As we sped on, a shadowy fear there lay
Half o'er my hope, that accident might scrawl
The new-turned leaf in this fair book of May.
But thanks to the kind powers, I tasted all
For which I longed; and in these grape-vine bowers
Upon the terrace by the sea, I felt
All harmonies of nature blend with ours,
And in the fleeting moments calmly melt,
While yon blue waves and purple mountain stood
Wrapt in the soft light of our genial mood.
Sorrento, Italy, May, 1848.

294

TO W. W. S.

So many years have passed, so far away
You seem, since arm in arm and eye to eye
We talked together, while the great blue sky
Of Rome smiled over us day after day,
Or on the flower-starred villa grounds we lay
Beneath the pines, while poesy and art
And mirth lent us one common mind and heart
So long ago! while we are growing gray,
And neither knows the life the other leads,
Shut in our separate spheres of thought and change.
Friend of my youth, how oft my spirit needs
The old, responsive voice! Silence is strange,
That so conspires with Time. O, let us break
The spell, and speak, at least for old love's sake!
New York, April 9, 1870.

295

TO O. B. F.

To you, rejected by the church which most
Vaunts its own outgrowth from the older creeds,
Yet, jealous of God's boundless Pentecost,
Disowns all plants from its own flying seeds,
And props its stalk on formulas and texts,
Close shut from blowing winds of freer thought,—
To you, O friend, we turn, who, leaving sects
And rites outworn, have ever bravely sought
To find and lead the way to ampler heights
Of vision and of faith.
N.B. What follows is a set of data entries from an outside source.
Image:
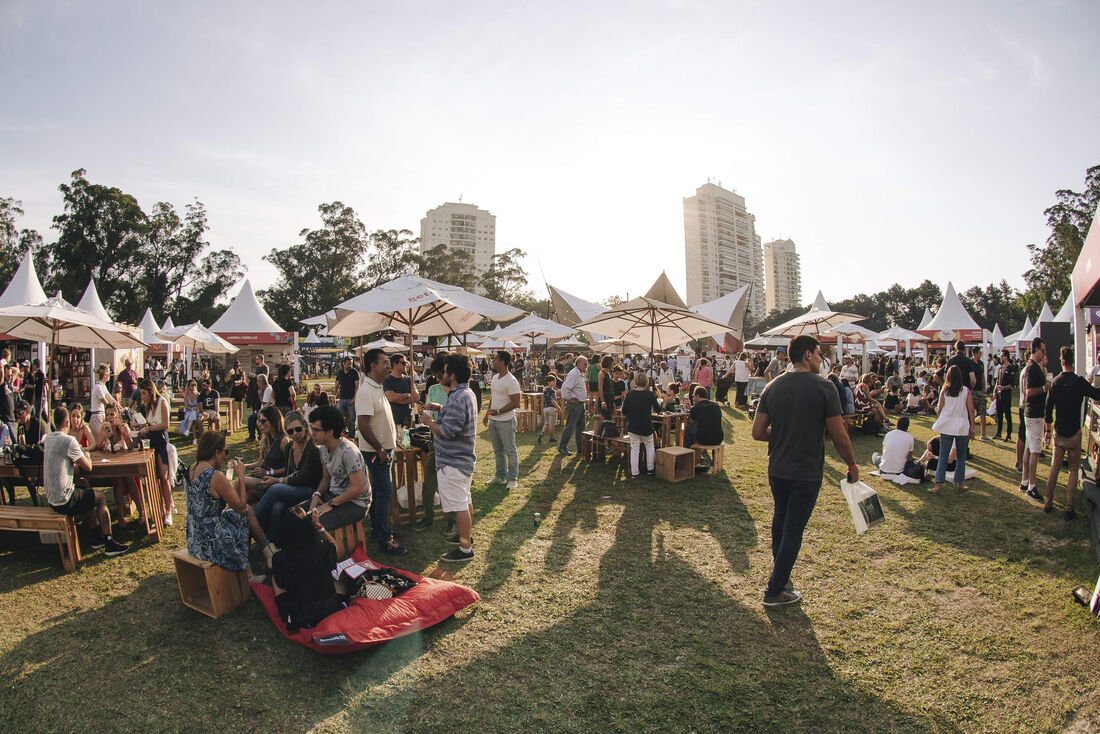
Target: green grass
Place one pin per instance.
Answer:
(634, 606)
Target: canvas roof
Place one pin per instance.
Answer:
(24, 287)
(245, 315)
(952, 315)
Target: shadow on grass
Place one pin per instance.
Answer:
(673, 655)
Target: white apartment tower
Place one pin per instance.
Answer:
(722, 249)
(461, 226)
(782, 274)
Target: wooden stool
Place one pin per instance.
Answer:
(675, 463)
(207, 588)
(719, 455)
(348, 537)
(525, 420)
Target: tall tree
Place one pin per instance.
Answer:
(450, 265)
(1068, 219)
(326, 269)
(14, 242)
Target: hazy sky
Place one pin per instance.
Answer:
(891, 141)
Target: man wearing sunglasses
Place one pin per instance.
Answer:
(376, 439)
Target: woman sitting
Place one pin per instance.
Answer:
(79, 429)
(190, 407)
(300, 479)
(273, 444)
(218, 517)
(303, 573)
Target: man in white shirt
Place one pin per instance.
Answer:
(376, 440)
(501, 418)
(574, 395)
(897, 457)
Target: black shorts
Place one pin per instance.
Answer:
(80, 502)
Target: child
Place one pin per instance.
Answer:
(551, 408)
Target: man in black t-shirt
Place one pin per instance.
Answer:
(794, 412)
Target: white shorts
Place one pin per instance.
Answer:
(453, 489)
(1033, 431)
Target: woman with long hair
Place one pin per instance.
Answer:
(955, 425)
(273, 444)
(154, 408)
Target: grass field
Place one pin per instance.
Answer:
(634, 606)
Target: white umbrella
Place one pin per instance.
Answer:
(416, 305)
(651, 325)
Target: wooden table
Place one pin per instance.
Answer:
(140, 466)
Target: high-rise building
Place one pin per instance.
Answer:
(461, 226)
(782, 275)
(722, 249)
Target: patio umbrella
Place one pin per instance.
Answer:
(651, 325)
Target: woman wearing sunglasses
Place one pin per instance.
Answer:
(273, 444)
(301, 478)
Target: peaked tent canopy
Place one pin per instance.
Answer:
(24, 287)
(90, 302)
(952, 320)
(662, 291)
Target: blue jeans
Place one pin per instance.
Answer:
(347, 408)
(794, 503)
(945, 451)
(382, 493)
(502, 434)
(574, 425)
(272, 507)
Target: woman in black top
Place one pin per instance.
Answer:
(638, 408)
(303, 573)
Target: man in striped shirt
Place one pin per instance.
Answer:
(454, 453)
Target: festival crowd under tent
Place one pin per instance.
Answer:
(246, 326)
(24, 288)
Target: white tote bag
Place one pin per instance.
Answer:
(864, 505)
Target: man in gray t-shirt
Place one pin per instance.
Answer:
(794, 412)
(62, 455)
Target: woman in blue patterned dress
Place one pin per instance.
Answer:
(218, 517)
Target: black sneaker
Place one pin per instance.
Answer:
(111, 548)
(391, 546)
(782, 599)
(457, 556)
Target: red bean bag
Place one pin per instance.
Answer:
(369, 622)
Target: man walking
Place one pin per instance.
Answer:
(501, 418)
(454, 455)
(574, 396)
(377, 437)
(347, 389)
(794, 412)
(1067, 393)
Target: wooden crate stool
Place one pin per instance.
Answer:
(675, 463)
(719, 455)
(349, 536)
(525, 420)
(207, 588)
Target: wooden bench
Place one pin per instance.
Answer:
(718, 452)
(44, 519)
(209, 589)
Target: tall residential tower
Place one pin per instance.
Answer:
(782, 274)
(461, 226)
(722, 249)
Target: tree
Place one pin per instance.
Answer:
(391, 253)
(450, 265)
(14, 242)
(326, 269)
(506, 280)
(1068, 219)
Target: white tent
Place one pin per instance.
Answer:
(952, 315)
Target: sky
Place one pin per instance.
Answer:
(892, 142)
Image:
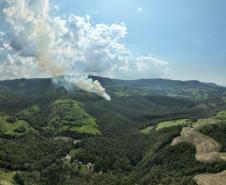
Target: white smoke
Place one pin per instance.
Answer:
(83, 82)
(36, 42)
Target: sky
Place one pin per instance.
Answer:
(189, 34)
(128, 39)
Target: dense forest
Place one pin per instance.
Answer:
(50, 136)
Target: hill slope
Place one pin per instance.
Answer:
(51, 136)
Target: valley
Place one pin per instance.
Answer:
(152, 132)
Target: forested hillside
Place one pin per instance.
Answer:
(52, 136)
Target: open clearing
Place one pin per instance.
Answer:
(146, 130)
(207, 149)
(211, 179)
(173, 123)
(6, 178)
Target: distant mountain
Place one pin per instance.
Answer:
(49, 135)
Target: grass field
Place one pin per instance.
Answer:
(30, 111)
(146, 130)
(69, 115)
(173, 123)
(221, 115)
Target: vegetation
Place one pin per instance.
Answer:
(173, 123)
(51, 136)
(7, 178)
(146, 130)
(13, 128)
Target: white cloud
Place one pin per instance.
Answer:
(34, 43)
(140, 9)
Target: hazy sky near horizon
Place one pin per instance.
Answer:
(189, 34)
(128, 39)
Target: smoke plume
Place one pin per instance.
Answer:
(35, 41)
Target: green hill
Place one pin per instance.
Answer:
(51, 136)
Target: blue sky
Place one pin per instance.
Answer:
(189, 34)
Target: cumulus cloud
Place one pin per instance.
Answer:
(36, 42)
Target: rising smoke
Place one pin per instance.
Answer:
(36, 42)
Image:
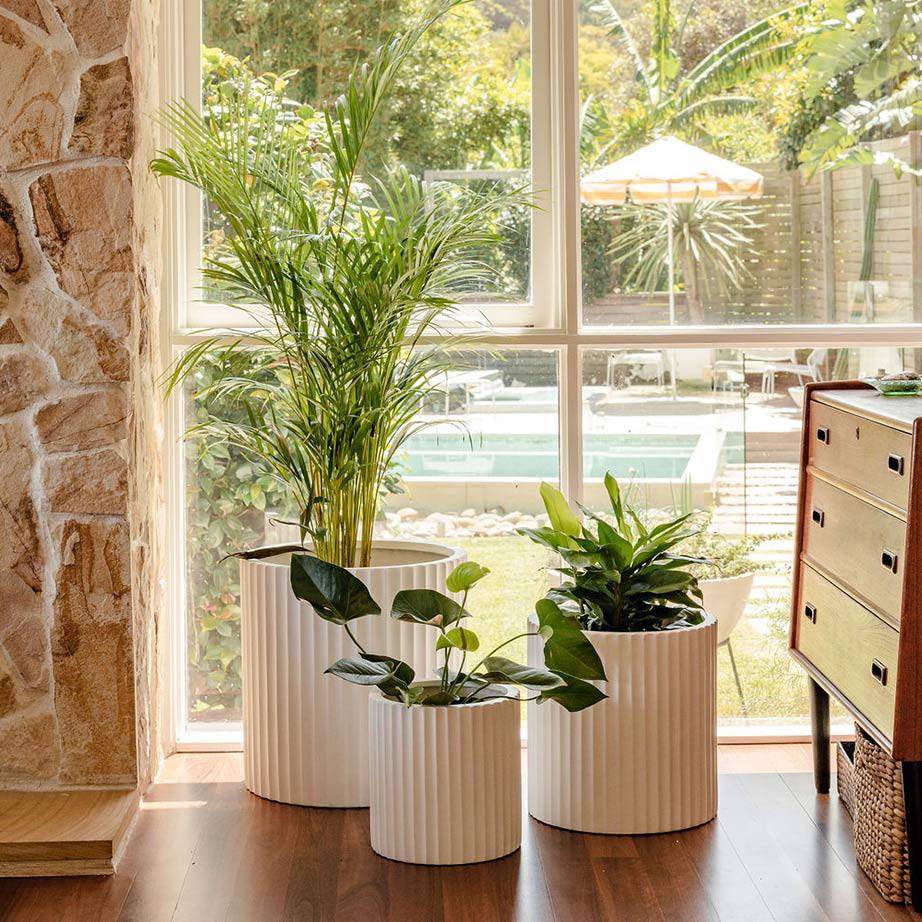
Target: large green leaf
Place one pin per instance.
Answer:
(562, 517)
(334, 593)
(566, 647)
(464, 576)
(460, 639)
(500, 669)
(574, 694)
(426, 606)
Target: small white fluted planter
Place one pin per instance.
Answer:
(305, 734)
(645, 759)
(446, 783)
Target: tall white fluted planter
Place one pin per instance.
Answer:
(645, 759)
(305, 733)
(445, 781)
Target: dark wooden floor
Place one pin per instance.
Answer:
(206, 850)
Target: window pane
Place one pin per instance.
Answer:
(832, 248)
(473, 479)
(459, 113)
(725, 444)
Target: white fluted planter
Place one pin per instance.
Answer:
(446, 783)
(645, 759)
(305, 733)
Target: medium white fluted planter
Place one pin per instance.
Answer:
(305, 733)
(645, 759)
(446, 783)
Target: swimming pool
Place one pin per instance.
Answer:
(499, 455)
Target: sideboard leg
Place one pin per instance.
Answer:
(912, 795)
(819, 726)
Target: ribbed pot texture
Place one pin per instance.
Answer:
(305, 733)
(645, 759)
(446, 785)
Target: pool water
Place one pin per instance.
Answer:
(456, 457)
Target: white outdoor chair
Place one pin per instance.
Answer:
(809, 370)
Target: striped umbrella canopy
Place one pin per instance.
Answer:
(669, 170)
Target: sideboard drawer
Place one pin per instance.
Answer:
(860, 544)
(852, 647)
(871, 456)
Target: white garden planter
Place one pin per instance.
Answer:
(306, 733)
(445, 781)
(645, 759)
(726, 600)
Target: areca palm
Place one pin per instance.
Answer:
(673, 100)
(344, 277)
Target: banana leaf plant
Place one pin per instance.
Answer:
(619, 575)
(338, 596)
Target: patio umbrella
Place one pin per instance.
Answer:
(668, 171)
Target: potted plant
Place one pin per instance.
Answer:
(645, 759)
(445, 752)
(342, 279)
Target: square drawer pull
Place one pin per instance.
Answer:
(895, 464)
(879, 671)
(889, 560)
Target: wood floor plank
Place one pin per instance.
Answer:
(833, 822)
(781, 886)
(730, 888)
(782, 817)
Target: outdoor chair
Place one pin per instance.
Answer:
(811, 369)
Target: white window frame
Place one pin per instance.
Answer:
(554, 321)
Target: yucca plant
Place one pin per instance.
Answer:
(343, 279)
(713, 240)
(620, 575)
(677, 100)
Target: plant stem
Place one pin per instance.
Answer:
(354, 640)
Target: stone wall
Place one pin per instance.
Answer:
(79, 490)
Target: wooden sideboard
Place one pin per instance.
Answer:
(856, 615)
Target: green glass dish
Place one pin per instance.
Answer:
(896, 388)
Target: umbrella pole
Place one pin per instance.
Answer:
(671, 253)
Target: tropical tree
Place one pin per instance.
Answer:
(345, 276)
(677, 100)
(712, 242)
(876, 46)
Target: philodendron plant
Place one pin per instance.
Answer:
(571, 663)
(619, 575)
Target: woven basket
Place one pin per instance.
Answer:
(880, 820)
(845, 775)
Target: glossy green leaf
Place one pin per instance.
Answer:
(567, 649)
(562, 517)
(464, 576)
(500, 669)
(426, 606)
(334, 593)
(460, 638)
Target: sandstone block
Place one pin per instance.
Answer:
(85, 421)
(89, 483)
(104, 123)
(83, 218)
(23, 379)
(97, 26)
(92, 654)
(31, 115)
(28, 745)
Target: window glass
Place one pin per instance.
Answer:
(831, 248)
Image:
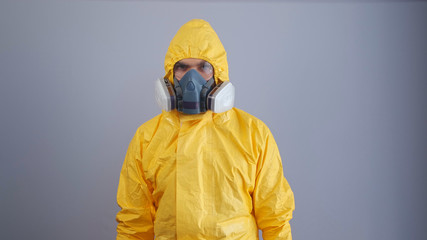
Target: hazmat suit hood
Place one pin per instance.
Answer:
(197, 39)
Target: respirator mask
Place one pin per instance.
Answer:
(193, 94)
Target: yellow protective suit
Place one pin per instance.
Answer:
(204, 176)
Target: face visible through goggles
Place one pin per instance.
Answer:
(204, 68)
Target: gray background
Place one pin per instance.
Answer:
(342, 86)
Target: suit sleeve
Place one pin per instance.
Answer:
(134, 197)
(273, 198)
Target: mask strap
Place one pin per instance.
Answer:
(204, 93)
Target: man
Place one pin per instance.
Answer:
(192, 173)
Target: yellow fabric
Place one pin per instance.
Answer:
(197, 39)
(204, 176)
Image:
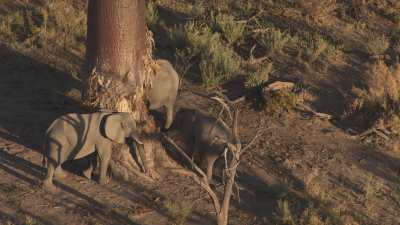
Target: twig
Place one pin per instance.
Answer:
(375, 131)
(305, 108)
(203, 182)
(258, 134)
(224, 105)
(183, 153)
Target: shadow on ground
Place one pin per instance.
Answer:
(32, 95)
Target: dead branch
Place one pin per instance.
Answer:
(279, 85)
(375, 131)
(258, 134)
(223, 104)
(183, 153)
(307, 109)
(203, 181)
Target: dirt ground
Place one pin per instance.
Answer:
(304, 170)
(312, 163)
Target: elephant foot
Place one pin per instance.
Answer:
(60, 173)
(49, 186)
(87, 173)
(104, 180)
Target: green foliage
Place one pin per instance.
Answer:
(257, 78)
(196, 42)
(151, 14)
(232, 30)
(197, 9)
(313, 47)
(274, 40)
(284, 213)
(178, 211)
(279, 101)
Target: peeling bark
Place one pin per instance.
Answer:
(118, 69)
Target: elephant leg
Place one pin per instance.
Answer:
(53, 162)
(209, 163)
(105, 156)
(92, 161)
(59, 172)
(169, 109)
(88, 172)
(48, 181)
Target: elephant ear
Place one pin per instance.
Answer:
(113, 128)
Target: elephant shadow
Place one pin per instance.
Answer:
(32, 95)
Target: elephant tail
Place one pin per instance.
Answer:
(44, 147)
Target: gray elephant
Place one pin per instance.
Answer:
(74, 136)
(164, 90)
(208, 135)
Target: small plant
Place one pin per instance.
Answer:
(216, 61)
(275, 40)
(377, 45)
(178, 211)
(197, 9)
(257, 78)
(277, 102)
(314, 47)
(318, 10)
(283, 212)
(151, 14)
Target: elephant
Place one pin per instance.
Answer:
(164, 90)
(208, 136)
(74, 136)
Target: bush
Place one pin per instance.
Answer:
(274, 41)
(196, 42)
(230, 29)
(178, 211)
(151, 14)
(377, 45)
(257, 78)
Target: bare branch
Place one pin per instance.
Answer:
(205, 186)
(307, 109)
(235, 126)
(183, 153)
(224, 105)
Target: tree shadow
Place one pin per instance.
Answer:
(32, 95)
(378, 163)
(17, 166)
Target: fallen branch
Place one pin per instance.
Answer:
(279, 85)
(375, 131)
(203, 181)
(307, 109)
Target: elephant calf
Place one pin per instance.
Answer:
(164, 90)
(209, 136)
(75, 136)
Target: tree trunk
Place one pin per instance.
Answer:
(118, 70)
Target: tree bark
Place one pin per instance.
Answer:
(118, 70)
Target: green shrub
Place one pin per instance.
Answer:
(217, 64)
(196, 42)
(231, 30)
(197, 9)
(314, 47)
(259, 77)
(178, 211)
(151, 14)
(274, 40)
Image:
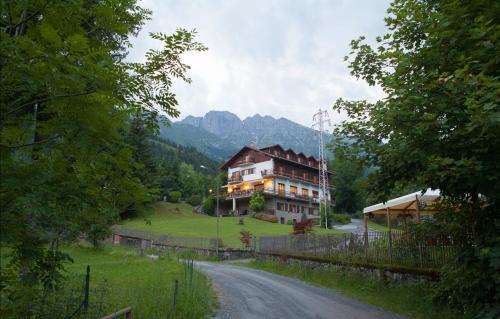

Your voice we hear,
Rich with the earnest eloquence of truth;
And, following where its cheering tone invites,
The fogs of doubt disperse, the sky is clear,
And the wide prospect smiles with hope and youth.

296

TO O. B. F. (CONTINUED.)

Alone you stand, a herald of the morn
Of reason, faith, and large humanity,—
Auroral airs of earth and heaven born,
Blown from the east across time's changeful sea.
One day the world will know you, ranked with those
Who foremost in the nation's honor stand,—
The poet seers, who, as the century grows,
Give it a shape, with heart and brain and hand
Pledged to the truth. I only say what all
Will know, when clearer lamps are lit than now
In Christendom's dim crypts stand flickering low;
And fain to you would bring some coronal
Worthier than this small wreath of song I weave:
The fuller praise the riper times will give.
1870

297

YOUTH AND AGE.

When young, I slighted art, yet sighed for fame;
Dashed into careless rhyme, and toyed with thought.
When art and thoughts with age and wisdom came,
I laid aside the verse that youth had wrought.
These fruits, I said, were green, that from my bough,
When windy fancies swept, so lightly fell;
A mellower autumn sun is shining now,
That shames the cruder crop once loved so well.
Yet when it chanced some tender hearts had found
A sweeter flavor in the juiceless things
That lay in heaps neglected on the ground,
Than in the fruits the ripening season brings,
I thought, Must life retrace its pilgrimage,
And youth sing songs for youth, and age for age?